Il mio Godard, dal 31 ottobre nelle sale italiane, prende spunto dai due libri di Anne Wiazemsky. Il primo “Une annĂ©e studieuse” che racconta la breve storia d’amore iniziata sul set fra lei, giovanissima attrice e Jean-Luc Godard, il matrimonio nel ’67 e l’insuccesso di pubblico e critica per il film “La Cinese”. Il secondo libro “Un an apres” che invece vede il regista di “Fino all’ultimo respiro” sposare la rivoluzione, le lotte studentesche, le idee Maoiste, vivere il maggio francese fino alla creazione del gruppo Dziga Vertov e la fine del matrimonio con Anne, interpretata qui dalla perfetta Stacy Martin.

“E’ un film su Godard, un film sul suo cinema ma soprattutto sulla sua forma”, afferma il regista Michel Hazanavicius, premio oscar per The Artist, “di solito quando si fanno film d’epoca si cerca di ricostruire i luoghi e le situazioni di quel momento ma non si ricrea il modo di girare di quell’epoca, quello che invece volevo fare era proprio questo e ottenere un’immagine molto più coerente che instaura un bel gioco con lo spettatore”.

Il cinefilo si divertirà a cogliere i riferimenti più belli alle opere del maestro che attraversano tutto il film: la struttura in capitoli, le scritte a tutto schermo e le carrellate sul corpo di Stacy Martin come ne “Il disprezzo”, la citazioni di Dreyer in “Questa è la mia vita” e i sottotitoli che spiegano il non detto.

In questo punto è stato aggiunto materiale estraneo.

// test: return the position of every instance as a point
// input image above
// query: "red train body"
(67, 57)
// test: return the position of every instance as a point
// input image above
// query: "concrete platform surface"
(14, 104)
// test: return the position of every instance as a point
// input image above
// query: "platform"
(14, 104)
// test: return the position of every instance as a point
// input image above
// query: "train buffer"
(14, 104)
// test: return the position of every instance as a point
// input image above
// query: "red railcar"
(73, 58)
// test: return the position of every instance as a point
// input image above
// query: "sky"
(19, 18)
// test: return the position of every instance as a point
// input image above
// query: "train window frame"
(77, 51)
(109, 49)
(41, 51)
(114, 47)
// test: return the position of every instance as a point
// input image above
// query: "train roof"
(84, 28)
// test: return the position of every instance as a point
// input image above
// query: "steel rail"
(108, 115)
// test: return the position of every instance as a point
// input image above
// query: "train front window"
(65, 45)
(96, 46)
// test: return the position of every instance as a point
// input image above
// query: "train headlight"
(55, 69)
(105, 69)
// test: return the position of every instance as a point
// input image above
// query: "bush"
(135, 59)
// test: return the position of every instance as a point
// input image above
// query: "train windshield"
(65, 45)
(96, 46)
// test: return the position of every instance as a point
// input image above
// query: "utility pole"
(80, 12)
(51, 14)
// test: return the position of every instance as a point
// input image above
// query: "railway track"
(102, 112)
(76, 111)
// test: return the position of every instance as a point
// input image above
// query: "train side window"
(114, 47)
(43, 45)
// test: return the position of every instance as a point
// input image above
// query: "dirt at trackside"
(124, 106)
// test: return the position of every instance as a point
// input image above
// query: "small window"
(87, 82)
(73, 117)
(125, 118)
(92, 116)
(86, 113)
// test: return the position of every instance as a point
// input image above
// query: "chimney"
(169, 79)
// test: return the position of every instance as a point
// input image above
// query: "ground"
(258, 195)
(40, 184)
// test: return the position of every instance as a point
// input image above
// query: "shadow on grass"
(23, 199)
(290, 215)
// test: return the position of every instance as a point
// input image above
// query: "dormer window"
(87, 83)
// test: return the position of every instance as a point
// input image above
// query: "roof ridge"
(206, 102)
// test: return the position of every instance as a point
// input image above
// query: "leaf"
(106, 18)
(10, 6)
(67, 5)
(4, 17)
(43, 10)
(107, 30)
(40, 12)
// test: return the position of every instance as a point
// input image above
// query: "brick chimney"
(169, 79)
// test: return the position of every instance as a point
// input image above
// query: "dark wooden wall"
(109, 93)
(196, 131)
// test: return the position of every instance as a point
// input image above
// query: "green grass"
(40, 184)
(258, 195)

Michele Hazanavicius ha ripreso in tutto e per tutto il modo Godardiano di filmare e con tono ironico da commedia ha messo in risalto la sua dimensione umana. C’è il Jean-Luc che legge le recensioni ai suoi film e che chiacchiera con gli amici al ristorante cinese ma anche la crisi del Godard artista che rinnega se stesso dicendo “con i sentimenti non si fa la rivoluzione”.

Il titolo originale Le Redoutable, che vuol dire “temibile”, termine sfumato con accezione al tempo stesso positiva e negativa viene anche dal motivetto ironico ripetuto più volte durante il film, “Così scorre la vita a bordo del Redoutable”, il sottomarino nucleare francese.

Per una volta la traduzione in italiano del titolo non toglie nulla al film, anzi lo caratterizza. Quel “mio” fa capire allo spettatore che non si trova di fronte un biopic qualsiasi ma è il Godard raccontato da Anne, dal regista Hazanavicius e dal maldestro Louis Garrel che ne veste i panni magnificamente aggiungendo, nella versione originale in francese, il farfugliare e la buffa zeppola di Godard.